We think HMRC is well able to distinguish between the situations where
1) a taxpayer has been knowingly careless and then “owns up” merely to minimise the cost, and
2) where a taxpayer has made an unwitting mistake.
For example, a trader not telling HMRC about a substantial source of income for several years, and then telling HMRC, is unlikely to be genuine.
In our case, the client did the honest thing and told HMRC, unfortunately 6 months late. The problem was that the penalty was 25% again of the VAT due.
We’re not suggesting that businesses “cover up”. We advise you to comply with the law and if you don’t, don’t come to us. But what effect does this kind of treatment have on taxpayers? This case is under appeal, but the message HMRC has sent out is that if you do the honest thing and tell HMRC, you won’t get much credit for it.
As taxpayers, we all lose out if some other person, on hearing how HMRC treated our honest taxpayer, reaches the conclusion that perhaps “cover up” will cost less than “own up”.
July 2014 – Update
Following our appeal and putting our client’s case for the second time, HMRC reduced the penalty to 3%. This is a satisfactory outcome.

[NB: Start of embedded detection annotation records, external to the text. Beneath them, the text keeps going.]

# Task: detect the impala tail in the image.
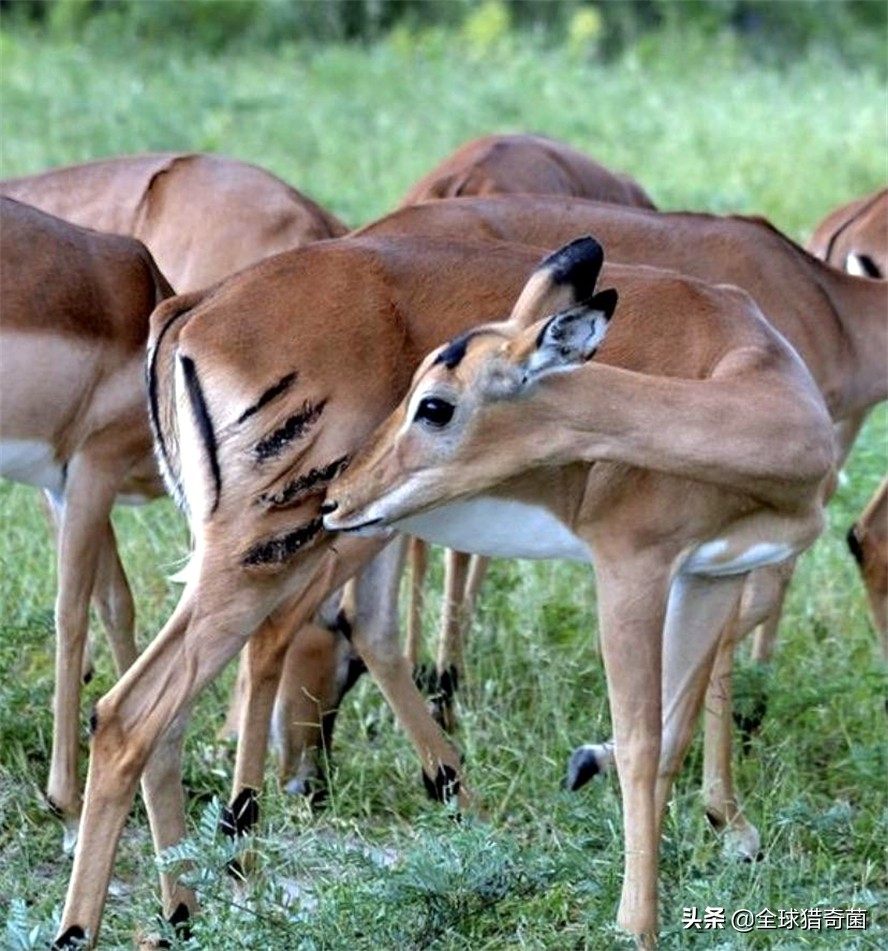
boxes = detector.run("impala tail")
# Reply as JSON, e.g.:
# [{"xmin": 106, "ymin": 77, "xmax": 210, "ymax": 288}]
[{"xmin": 146, "ymin": 293, "xmax": 203, "ymax": 515}]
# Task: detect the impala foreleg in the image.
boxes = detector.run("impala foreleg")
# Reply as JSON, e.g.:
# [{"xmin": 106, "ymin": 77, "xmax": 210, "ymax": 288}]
[
  {"xmin": 404, "ymin": 538, "xmax": 429, "ymax": 671},
  {"xmin": 47, "ymin": 453, "xmax": 135, "ymax": 851},
  {"xmin": 352, "ymin": 541, "xmax": 470, "ymax": 809},
  {"xmin": 596, "ymin": 551, "xmax": 669, "ymax": 947},
  {"xmin": 657, "ymin": 575, "xmax": 759, "ymax": 858},
  {"xmin": 56, "ymin": 556, "xmax": 280, "ymax": 941},
  {"xmin": 272, "ymin": 616, "xmax": 365, "ymax": 804}
]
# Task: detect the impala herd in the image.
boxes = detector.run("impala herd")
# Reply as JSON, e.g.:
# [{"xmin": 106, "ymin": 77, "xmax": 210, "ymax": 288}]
[{"xmin": 0, "ymin": 135, "xmax": 888, "ymax": 948}]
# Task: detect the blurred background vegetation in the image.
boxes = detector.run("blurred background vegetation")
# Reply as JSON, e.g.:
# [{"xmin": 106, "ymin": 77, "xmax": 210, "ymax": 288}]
[{"xmin": 0, "ymin": 0, "xmax": 888, "ymax": 71}]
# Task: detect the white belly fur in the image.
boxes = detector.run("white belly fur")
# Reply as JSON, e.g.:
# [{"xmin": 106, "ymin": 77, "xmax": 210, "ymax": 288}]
[
  {"xmin": 0, "ymin": 439, "xmax": 64, "ymax": 495},
  {"xmin": 393, "ymin": 496, "xmax": 592, "ymax": 563}
]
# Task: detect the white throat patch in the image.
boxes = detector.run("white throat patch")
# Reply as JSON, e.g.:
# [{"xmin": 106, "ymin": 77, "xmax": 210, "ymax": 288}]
[{"xmin": 393, "ymin": 496, "xmax": 592, "ymax": 563}]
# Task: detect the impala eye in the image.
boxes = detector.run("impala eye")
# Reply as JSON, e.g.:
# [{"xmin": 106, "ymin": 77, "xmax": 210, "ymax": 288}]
[{"xmin": 413, "ymin": 396, "xmax": 456, "ymax": 429}]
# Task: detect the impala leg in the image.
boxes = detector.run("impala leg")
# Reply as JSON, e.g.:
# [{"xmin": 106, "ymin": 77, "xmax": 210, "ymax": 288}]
[
  {"xmin": 352, "ymin": 542, "xmax": 471, "ymax": 809},
  {"xmin": 595, "ymin": 551, "xmax": 669, "ymax": 947},
  {"xmin": 47, "ymin": 454, "xmax": 133, "ymax": 852},
  {"xmin": 429, "ymin": 548, "xmax": 471, "ymax": 733},
  {"xmin": 432, "ymin": 551, "xmax": 490, "ymax": 733},
  {"xmin": 657, "ymin": 575, "xmax": 759, "ymax": 856},
  {"xmin": 226, "ymin": 539, "xmax": 384, "ymax": 835},
  {"xmin": 53, "ymin": 540, "xmax": 308, "ymax": 947},
  {"xmin": 272, "ymin": 620, "xmax": 364, "ymax": 802},
  {"xmin": 93, "ymin": 521, "xmax": 137, "ymax": 676},
  {"xmin": 404, "ymin": 538, "xmax": 429, "ymax": 670}
]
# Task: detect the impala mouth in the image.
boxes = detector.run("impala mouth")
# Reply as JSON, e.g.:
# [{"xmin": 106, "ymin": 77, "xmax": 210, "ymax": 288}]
[{"xmin": 321, "ymin": 503, "xmax": 388, "ymax": 535}]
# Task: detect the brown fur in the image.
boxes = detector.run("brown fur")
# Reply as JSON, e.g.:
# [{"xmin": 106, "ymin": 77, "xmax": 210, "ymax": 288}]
[
  {"xmin": 53, "ymin": 236, "xmax": 833, "ymax": 940},
  {"xmin": 0, "ymin": 152, "xmax": 347, "ymax": 293},
  {"xmin": 401, "ymin": 135, "xmax": 654, "ymax": 208}
]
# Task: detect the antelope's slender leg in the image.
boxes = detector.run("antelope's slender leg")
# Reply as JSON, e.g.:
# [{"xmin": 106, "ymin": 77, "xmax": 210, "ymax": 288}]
[
  {"xmin": 657, "ymin": 575, "xmax": 758, "ymax": 856},
  {"xmin": 352, "ymin": 542, "xmax": 471, "ymax": 809},
  {"xmin": 47, "ymin": 452, "xmax": 135, "ymax": 851},
  {"xmin": 429, "ymin": 548, "xmax": 472, "ymax": 733},
  {"xmin": 595, "ymin": 550, "xmax": 669, "ymax": 947},
  {"xmin": 404, "ymin": 538, "xmax": 429, "ymax": 670},
  {"xmin": 93, "ymin": 521, "xmax": 137, "ymax": 676}
]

This case shows that provided taxpayers and their accountants are prepared to stand their ground (and have a genuine case) then fair treatment can be expected – eventually. It shows also a tendency for HMRC start off in a somewhat bullying manner, to ignore the information given to them at first, and only to consider the client’s case when that same information is presented again, persistently. While the outcome was satisfactory in this case, how many others – perhaps hesitant to make their case – would not get fair treatment?